Idą mrozy. Rozejrzyjmy się wokół siebie i pomóżmy bezdomnym zwierzętom. One podobnie jak ludzie cierpią głód, chłód, a przy tym nie mają schronienia.
Polski naród ma w większości w dupie zwierzęta. Jak karmiłam gołębia w mieście to stara baba nakrzyczała na mnie że karmię pasożyta. Ale jej odpowiedziałam że wolę dać ptakom jeść niż ludziom. Zamknęła się i odeszła.
I bardzo dobrze powiedziałaś. Ludzie nie dbają o zwierzęta. Psy na łańcuchach.
Bardzo ważny apel. Pamietajmy o ptakach i zwierzętach.
Powiedz to burokom ze wsi.
Przykład idzie od samorządu. Zero akcji na temat zwierząt. Plakaty tańczących seniorów, drzewek na przystanku, tęcze na Browarze, ale o zwierzętach cisza. Janik załatwia wszystkie "potrzeby" zwłaszcza urzędników w kwestii "świętego" spokoju".
Idą mrozy i śnieżyce. Pomóżmy bezdomnym zwierzętom. Nie zostawiajmy zwierząt na łańcuchu w nieocieplonej budzie. Nie skazujmy ich na zamarznięcie. Rozejrzyjmy się, czy obok nie ma wolnożyjących kotów. Zapewnijmy im schronienie i karme. Niestety w naszym mieście nie ma kultury dbania o takie koty, choćby poprzez zapewnienie im budek, jak to jest w innych miastach, nawet w naszym województwie.
Apel też do ludzie wychodzących z psami na spacer. Klasyczny widok to pan ubrany w ciepłą kurtke, czapke, a mała psina np. pekińczyk czy york tylko na smyczy. Czy brak nam wyobraźni czy wrażliwości ? Każdemu psu z krótką sierścią, mieszkającemu w domu będzie zimno na mrozie, nie mówiąc o takich rasach, które mają tylko jedną warstwę sierści długiej jak w/wym. Zadbajmy o ubranko dla psa, unikniemy w ten sposób też wizyt u weterynarza. Zwierze nie powie, że jest mu zimno, ale bardzo cierpi.
Bez przesady, kobiety mają tendencję do nadopiekuńczości, co wcale nie jest dobre. Rozumiem rasy z krótką sierścią ale psu nic nie będzie jak wyjdzie na krótki spacer. Pies nie jest głupi, jak mu będzie zimno to po prostu nie będzie chciał wychodzić. Jak panie nie będą strzygły niektórych ras psów do gołej skóry, to będzie im na bank cieplej.

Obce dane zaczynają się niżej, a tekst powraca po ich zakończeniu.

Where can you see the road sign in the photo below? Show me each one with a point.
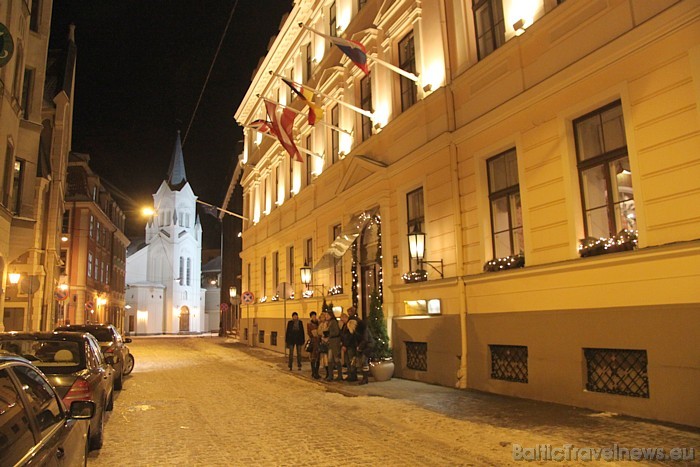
(60, 295)
(247, 297)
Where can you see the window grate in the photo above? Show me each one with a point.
(417, 356)
(617, 371)
(509, 363)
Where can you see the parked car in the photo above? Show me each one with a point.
(35, 427)
(74, 365)
(112, 345)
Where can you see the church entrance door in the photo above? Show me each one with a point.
(184, 319)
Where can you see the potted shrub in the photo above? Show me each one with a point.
(381, 363)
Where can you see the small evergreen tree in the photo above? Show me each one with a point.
(377, 326)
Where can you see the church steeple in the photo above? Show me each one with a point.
(176, 173)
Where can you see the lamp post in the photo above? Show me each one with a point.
(233, 294)
(416, 247)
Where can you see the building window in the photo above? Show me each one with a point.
(332, 20)
(509, 363)
(506, 212)
(263, 275)
(27, 87)
(366, 104)
(617, 371)
(17, 182)
(415, 218)
(309, 161)
(604, 172)
(335, 136)
(35, 16)
(490, 27)
(7, 179)
(337, 263)
(417, 356)
(407, 62)
(309, 255)
(309, 64)
(290, 264)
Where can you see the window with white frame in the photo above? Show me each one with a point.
(604, 172)
(366, 104)
(489, 24)
(415, 217)
(335, 136)
(407, 62)
(506, 211)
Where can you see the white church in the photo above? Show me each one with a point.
(163, 290)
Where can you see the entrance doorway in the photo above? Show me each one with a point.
(13, 319)
(184, 319)
(370, 259)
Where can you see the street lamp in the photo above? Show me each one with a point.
(416, 247)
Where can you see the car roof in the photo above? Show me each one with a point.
(53, 335)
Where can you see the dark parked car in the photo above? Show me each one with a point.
(74, 365)
(35, 427)
(112, 345)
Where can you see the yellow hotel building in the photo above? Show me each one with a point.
(549, 151)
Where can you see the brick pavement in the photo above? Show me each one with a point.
(208, 401)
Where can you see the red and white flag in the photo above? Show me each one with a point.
(282, 126)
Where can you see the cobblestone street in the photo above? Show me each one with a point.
(208, 401)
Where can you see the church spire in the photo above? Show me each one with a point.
(176, 173)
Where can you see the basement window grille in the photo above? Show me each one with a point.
(617, 371)
(417, 356)
(509, 363)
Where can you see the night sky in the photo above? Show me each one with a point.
(141, 66)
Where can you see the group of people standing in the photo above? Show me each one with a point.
(332, 344)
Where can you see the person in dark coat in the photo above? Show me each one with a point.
(294, 337)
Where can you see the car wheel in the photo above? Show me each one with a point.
(110, 402)
(97, 438)
(118, 383)
(129, 364)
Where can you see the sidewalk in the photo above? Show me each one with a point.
(583, 427)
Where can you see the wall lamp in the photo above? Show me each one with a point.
(416, 246)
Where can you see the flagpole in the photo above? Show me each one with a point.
(222, 210)
(393, 68)
(364, 112)
(299, 112)
(305, 151)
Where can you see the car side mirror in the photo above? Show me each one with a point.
(82, 410)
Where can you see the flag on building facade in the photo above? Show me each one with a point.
(354, 51)
(282, 126)
(315, 111)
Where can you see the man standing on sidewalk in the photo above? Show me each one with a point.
(294, 337)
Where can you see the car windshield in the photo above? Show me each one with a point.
(51, 356)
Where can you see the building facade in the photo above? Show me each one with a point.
(94, 251)
(164, 294)
(547, 150)
(36, 126)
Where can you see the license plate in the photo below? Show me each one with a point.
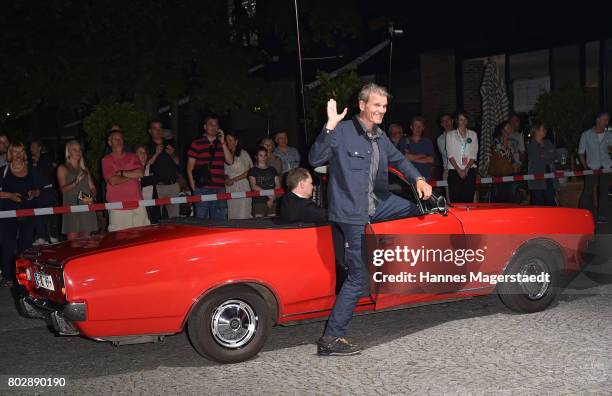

Dokarmiam ptaki. Gł. sikorki i wróbelki. No i sąsiedzi mają pretensje. Bo ptaszki czasem coś wysypią z karmnika na ziemię, a to przyciąga gołębie, które siadają potem na parapetach i brudzą.
Ciekawe, że kosy zjedzą ziarenka rozsypane na ziemi, ale nie chcą lub nie umieją korzystać z karmnika.
Cieszę się że jestem wieśniakiem. Mogę dokarmiać zwierzęta jak chcę. Dla sarenek sieję czerwoną sałatę. Wtedy resztę działki zostawiają w spokoju. Dla sikorek wisi słoninka i dla innych w karmiku coś się znajdzie. I nikomu nic do tego. Jesienią dokarmiałem jeże. Ot taki żywot wieśniaka urodzonego w mieście.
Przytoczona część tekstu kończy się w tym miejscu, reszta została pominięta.